Chemist Mas Subramanian and his team discovered the pigment in 2009 at Oregon State University while they were conducting experiments connected to electronics. It is one of those 'happy accidents', an unexpected discovery like Bluetac! With a unique crystal structure the compound doesn't fade, even when exposed to oil or water, and it is environmentally friendly.
"Ever since the early Egyptians developed some of the first blue pigments, the pigment industry has been struggling to address problems with safety, toxicity and durability,” said Subramanian (existing blue pigments include ultramarine, made from ground lapis lazuli, and toxic alternatives such as cobalt blue and Prussian blue). "Now it also appears to be a new candidate for energy efficiency,” Subramanian adds, referring to the colour’s ability to reflect light and potentially keep buildings cool. The Shepherd Color Company is involved in commercialising this exciting new pigment.

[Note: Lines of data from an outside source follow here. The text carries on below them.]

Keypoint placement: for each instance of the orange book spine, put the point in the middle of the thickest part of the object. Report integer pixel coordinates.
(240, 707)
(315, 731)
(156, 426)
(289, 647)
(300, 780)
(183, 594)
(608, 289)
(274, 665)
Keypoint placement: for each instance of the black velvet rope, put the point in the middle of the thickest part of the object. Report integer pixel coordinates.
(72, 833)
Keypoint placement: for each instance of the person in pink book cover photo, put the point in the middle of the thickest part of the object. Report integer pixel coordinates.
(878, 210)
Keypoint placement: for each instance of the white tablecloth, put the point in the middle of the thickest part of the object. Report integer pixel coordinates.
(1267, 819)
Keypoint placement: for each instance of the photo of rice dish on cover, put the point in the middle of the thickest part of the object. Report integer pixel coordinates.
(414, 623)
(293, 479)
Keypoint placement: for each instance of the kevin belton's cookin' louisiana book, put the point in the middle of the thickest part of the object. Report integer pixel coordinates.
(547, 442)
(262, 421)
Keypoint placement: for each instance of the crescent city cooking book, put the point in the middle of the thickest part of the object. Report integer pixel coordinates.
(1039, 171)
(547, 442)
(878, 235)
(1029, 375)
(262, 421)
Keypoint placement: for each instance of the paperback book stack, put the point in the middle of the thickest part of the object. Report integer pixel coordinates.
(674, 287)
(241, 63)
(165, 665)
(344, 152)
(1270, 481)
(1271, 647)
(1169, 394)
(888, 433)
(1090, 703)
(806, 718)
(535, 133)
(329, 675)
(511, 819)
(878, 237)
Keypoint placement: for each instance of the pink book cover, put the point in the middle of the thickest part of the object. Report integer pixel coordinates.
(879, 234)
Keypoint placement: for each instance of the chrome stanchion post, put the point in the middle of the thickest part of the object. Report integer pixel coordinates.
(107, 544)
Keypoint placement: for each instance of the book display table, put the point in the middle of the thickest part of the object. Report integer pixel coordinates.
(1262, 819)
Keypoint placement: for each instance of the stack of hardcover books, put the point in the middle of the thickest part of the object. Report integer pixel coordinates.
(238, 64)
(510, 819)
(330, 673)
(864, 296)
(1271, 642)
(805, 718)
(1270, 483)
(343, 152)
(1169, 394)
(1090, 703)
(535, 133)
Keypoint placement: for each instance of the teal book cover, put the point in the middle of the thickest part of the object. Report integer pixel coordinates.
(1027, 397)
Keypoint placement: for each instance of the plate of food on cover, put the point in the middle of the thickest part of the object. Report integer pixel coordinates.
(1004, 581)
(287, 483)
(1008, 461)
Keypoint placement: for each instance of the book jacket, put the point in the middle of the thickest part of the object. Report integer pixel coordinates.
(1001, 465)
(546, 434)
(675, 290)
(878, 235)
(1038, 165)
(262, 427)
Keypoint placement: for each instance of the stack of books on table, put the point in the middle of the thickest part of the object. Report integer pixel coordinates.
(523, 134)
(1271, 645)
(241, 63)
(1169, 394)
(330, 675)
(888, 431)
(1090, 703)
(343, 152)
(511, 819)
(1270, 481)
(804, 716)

Can you see its vibrant blue hue? Recent evidence suggests that that, until modern times, humans didn't see the colour blue at all! In an interesting article in Business Insider, Kevin Loria breaks down the evidence behind the claim, which dates all the way back to the 1800s when scholar William Gladstone noticed that, in The Odyssey, Homer describes the ocean as 'wine-dark' but he never uses the word 'blue'.
Every language first had a word for black and for white, or dark and light. The next word for a colour to come into existence, in every language studied around the world, was red, the colour of blood. After red, yellow appears and then green. Finally blue appears in every language. The only ancient culture with a word for blue was the Egyptians, they were also the only people that had a way to produce a blue dye. So before blue became a common concept we may have seen it, but not known we were seeing it.
Blue is rare in nature. Even the sky or bodies of water (like a lake) aren't blue often. Philologist Lazarus Geiger’s research shows that even in scriptures describing 'the heavens' still don’t necessarily see the sky as 'blue'.
Jules Davidoff traveled to Namibia to investigate and conducted an experiment with the Himba tribe, who speak a language that has no word for blue or distinction between blue and green. He discovered they couldn't pick out blue from green, but could discern very subtle shades of green that were not visible to most of us. Another study by MIT scientists in 2007 showed that native Russian speakers have a word for light blue (goluboy) and dark blue (siniy), and can discriminate between light and dark shades of blue much faster than English speakers.